В яме было темно, и поначалу я не увидела никакого колье, и лишь потом, напрягши зрение, заметила тусклый отблеск золота. Присмотрелась — и ахнула. Амулет двуединости! Ведьма придумала идеальный способ сберечь его от воров, — даже самый отчаянный псих не рискнул бы отобрать побрякушку у этого сомнительного красавца.
— Давай так, — предложил Понс, когда объяснила ему, что это не просто украшение. — Я размозжу череп орку, а ты залетишь внутрь и заберешь.
— А если он нужен Лею живым? Вдруг с мертвого орка проклятие снять нельзя?
— Ну… Тогда у нас большие проблемы, — вздохнул белый.
— Именно так, — проскрипело сзади.
Опять Шумайя! Да как ей это удается? Подкрадывается вечно, будто призрак, хотя у нее нет ни крыльев, ни кошачьих лапок!
— Зря ты вернулась, феечка. — Рыжая неодобрительно покачала головой.

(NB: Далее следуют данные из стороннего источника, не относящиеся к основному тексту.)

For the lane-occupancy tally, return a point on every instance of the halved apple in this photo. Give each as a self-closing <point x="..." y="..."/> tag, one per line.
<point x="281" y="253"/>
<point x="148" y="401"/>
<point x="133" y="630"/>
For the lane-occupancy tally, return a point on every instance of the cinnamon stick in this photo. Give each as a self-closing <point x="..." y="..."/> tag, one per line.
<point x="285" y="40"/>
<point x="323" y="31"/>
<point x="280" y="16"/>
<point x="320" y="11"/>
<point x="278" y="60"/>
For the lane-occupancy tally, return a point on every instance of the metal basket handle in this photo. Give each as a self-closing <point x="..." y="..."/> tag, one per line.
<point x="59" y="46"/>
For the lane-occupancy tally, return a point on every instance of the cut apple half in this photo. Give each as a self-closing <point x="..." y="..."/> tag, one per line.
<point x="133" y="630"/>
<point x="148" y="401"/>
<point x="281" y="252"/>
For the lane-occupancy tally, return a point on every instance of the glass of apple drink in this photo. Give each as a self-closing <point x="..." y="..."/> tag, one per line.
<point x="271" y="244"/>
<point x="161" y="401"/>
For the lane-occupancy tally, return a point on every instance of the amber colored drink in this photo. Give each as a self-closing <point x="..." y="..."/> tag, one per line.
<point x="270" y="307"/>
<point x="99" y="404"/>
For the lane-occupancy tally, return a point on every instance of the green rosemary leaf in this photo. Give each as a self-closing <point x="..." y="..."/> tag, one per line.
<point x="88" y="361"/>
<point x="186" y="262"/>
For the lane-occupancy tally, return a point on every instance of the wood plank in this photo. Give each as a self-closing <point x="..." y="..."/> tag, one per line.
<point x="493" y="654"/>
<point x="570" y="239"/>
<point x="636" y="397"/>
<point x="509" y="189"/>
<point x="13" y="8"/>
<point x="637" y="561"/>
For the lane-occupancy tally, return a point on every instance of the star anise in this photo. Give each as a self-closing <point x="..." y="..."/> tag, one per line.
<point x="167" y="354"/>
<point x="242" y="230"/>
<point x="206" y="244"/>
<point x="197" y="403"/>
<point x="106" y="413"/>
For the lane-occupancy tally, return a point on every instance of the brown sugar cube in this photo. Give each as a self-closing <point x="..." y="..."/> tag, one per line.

— Орк наш! — выпалил Понс, горделиво выпятив грудь. — Сдавайся, ведьма, ты проиграла!
Это он, конечно, поторопился. Старуха лишь небрежно рассмеялась, а затем вспорола длинным ногтем собственную ладонь.
Кровь тонкой струйкой потекла по ее худощавой руке, капнула на землю, смешиваясь с соком кровяники.

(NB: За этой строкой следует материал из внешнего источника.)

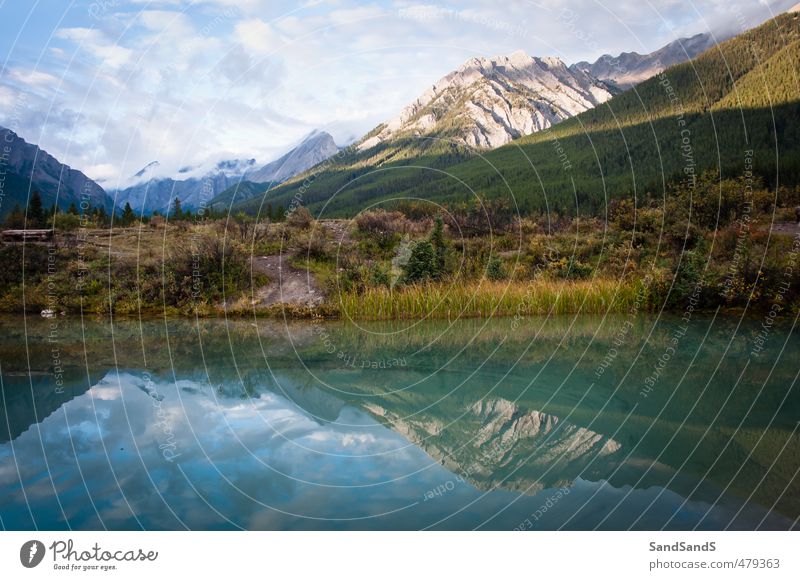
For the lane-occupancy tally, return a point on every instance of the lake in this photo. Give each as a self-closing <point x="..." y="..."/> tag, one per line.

— Эшшасха дицеус мортэй… — начала чревовещать старуха, и мне внезапно стало трудно дышать.
Ощущение было такое, словно грудь проткнули огромной сосулькой: холод сковывал легкие, выжимая из них кислород, как воду из губки. Я замахала руками, судорожно пытаясь вздохнуть, но Шумайя не позволяла. В глазах темнело, силы покидали меня, крылышки ослабли…
И в этот самый момент над головой раздался оглушительный рык. Золотой силуэт закрыл собой небо. Ведьма вздрогнула, отвлеклась, и этой заминки мне хватило, чтобы отдышаться.
Мощный залп черного пламени ударил по кронам деревьев, густой едкий дым повалил стеной. Лейгард ястребом кружил над кровавым болотом, опускаясь все ниже и ниже. Вот тогда-то во взгляде ведьмы впервые промелькнул неподдельный страх.
Золотой ящер подцепил ее изогнутыми когтями, поднял за собой — и швырнул о землю. Шумайя застонала глухо, но ковер из ягод смягчил падение. Лейгард бросился на старуху, подмял под себя, придавил каменной глыбой. Распахнулись челюсти, блеснули острые клыки, забурлил в глотке черный огонь…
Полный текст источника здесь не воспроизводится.